Une personne sur 5 souffrira d’un trouble gastro-intestinal au cours de sa vie et 30 % des patients atteints de MICI ne seront jamais diagnostiqués. La pilule, à supposer qu’elle soit autorisée comme dispositif de hometest, pourrait donc représenter une première étape de diagnostic, accessible au plus grand nombre. Car aujourd’hui, l’une des seules méthodes pour diagnostiquer les troubles intestinaux, tels qu’une mauvaise absorption des hydrates de carbone, le syndrome du colon irritable ou encore la maladie inflammatoire de l’intestin, consiste à mesurer les concentrations d’hydrogène dans la respiration.

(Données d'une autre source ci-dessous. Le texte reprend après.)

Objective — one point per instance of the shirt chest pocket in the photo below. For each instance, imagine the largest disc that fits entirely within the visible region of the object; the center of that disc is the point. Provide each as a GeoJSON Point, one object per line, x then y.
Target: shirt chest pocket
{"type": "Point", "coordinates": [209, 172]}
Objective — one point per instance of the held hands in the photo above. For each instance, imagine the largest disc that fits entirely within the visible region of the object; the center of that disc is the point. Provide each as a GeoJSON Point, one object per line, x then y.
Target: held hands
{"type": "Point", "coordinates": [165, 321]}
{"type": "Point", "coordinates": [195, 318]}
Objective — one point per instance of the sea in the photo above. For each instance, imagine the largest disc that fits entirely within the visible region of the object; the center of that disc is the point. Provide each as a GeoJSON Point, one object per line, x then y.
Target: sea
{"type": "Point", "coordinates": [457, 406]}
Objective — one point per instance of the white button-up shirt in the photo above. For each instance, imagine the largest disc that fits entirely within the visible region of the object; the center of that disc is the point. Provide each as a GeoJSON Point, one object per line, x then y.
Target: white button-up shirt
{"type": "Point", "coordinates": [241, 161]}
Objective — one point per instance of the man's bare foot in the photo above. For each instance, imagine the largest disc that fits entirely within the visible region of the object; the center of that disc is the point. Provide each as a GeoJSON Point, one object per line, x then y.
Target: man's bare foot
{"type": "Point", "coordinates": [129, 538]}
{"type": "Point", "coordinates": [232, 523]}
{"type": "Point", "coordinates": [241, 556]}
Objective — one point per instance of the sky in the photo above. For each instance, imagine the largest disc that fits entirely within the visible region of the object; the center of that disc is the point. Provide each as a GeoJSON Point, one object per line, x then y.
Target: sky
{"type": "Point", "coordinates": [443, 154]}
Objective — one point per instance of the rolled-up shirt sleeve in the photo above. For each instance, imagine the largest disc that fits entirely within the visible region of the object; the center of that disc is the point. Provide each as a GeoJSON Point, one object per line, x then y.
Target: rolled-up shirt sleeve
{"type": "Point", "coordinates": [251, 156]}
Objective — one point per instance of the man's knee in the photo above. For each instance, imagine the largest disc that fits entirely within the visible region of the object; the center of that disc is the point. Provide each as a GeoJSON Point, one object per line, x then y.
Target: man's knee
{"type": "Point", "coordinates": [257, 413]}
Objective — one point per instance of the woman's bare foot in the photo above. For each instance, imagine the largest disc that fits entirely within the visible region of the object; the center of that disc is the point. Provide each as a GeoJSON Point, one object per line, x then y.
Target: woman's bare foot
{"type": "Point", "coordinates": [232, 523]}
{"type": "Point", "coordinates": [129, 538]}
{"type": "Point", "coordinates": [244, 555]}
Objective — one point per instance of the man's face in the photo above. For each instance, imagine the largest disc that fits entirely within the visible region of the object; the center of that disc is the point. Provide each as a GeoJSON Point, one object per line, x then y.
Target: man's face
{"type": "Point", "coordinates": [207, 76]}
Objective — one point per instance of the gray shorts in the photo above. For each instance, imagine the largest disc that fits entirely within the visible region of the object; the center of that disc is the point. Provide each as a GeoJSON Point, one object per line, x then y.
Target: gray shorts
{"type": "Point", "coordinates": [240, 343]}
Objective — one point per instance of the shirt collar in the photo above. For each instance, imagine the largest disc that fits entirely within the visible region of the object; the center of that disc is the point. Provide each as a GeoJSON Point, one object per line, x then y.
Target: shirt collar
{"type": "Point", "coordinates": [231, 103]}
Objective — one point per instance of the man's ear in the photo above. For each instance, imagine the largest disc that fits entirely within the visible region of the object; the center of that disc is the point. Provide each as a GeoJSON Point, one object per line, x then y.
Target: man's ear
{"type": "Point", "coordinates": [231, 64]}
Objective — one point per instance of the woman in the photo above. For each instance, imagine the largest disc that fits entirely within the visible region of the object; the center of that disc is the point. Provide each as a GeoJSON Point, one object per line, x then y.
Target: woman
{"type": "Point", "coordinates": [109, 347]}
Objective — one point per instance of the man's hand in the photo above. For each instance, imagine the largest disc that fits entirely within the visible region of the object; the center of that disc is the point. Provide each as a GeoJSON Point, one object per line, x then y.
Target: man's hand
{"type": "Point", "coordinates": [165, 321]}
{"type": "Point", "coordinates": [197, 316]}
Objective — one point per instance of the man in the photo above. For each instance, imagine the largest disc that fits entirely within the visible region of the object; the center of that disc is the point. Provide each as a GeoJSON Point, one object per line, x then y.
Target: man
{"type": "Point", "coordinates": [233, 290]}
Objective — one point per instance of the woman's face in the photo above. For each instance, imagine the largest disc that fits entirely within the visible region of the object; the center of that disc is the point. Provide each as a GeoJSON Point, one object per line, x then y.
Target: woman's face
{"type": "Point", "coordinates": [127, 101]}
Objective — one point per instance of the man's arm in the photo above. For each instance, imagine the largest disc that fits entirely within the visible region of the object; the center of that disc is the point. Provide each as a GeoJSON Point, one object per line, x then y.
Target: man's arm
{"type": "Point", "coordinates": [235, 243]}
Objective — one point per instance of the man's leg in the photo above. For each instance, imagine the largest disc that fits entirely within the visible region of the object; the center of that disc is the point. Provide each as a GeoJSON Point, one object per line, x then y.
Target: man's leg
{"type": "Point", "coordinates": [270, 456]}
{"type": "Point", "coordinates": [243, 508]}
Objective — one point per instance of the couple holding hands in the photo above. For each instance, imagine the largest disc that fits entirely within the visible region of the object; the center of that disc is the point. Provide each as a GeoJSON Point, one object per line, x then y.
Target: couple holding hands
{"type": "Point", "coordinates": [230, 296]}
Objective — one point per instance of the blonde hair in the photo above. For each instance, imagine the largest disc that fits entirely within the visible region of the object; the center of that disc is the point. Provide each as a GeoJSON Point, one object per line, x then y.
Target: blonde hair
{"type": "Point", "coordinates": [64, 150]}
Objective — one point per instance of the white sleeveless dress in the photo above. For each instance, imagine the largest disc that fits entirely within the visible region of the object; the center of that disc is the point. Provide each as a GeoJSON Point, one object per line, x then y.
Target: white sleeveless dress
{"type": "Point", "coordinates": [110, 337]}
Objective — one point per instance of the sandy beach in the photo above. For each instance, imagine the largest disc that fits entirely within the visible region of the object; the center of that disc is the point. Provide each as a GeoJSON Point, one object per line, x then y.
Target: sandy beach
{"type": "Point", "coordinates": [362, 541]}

La capsule intelligente, de la taille d’une pilule vitaminique, se déplace et mesure les niveaux de gaz dans le tractus gastro-intestinal. Elle apparaît des milliers de fois plus sensible aux gaz de l’intestin que les techniques alternatives. C’est, selon ses développeurs, également un outil de diagnostic fiable de cancer du colon, ce qui signifie probablement moins de coloscopies à  l’avenir.

Enfin, les essais montrent également l’absence de « danger » et de risque de rétention de la capsule. Les résultats sont ainsi facilement accessibles par ses utilisateurs et les médecins peuvent consulter en ligne les données de leurs patients. Pour l’instant, les capteurs permettent de mesurer tous les fluides et les gaz dans l’intestin. Mais ce n’est qu’un début et, dans un futur proche, la pilule intelligente devrait pouvoir détecter les taux de bactéries et de métabolites et apporter ainsi une image multidimensionnelle du microbiome humain.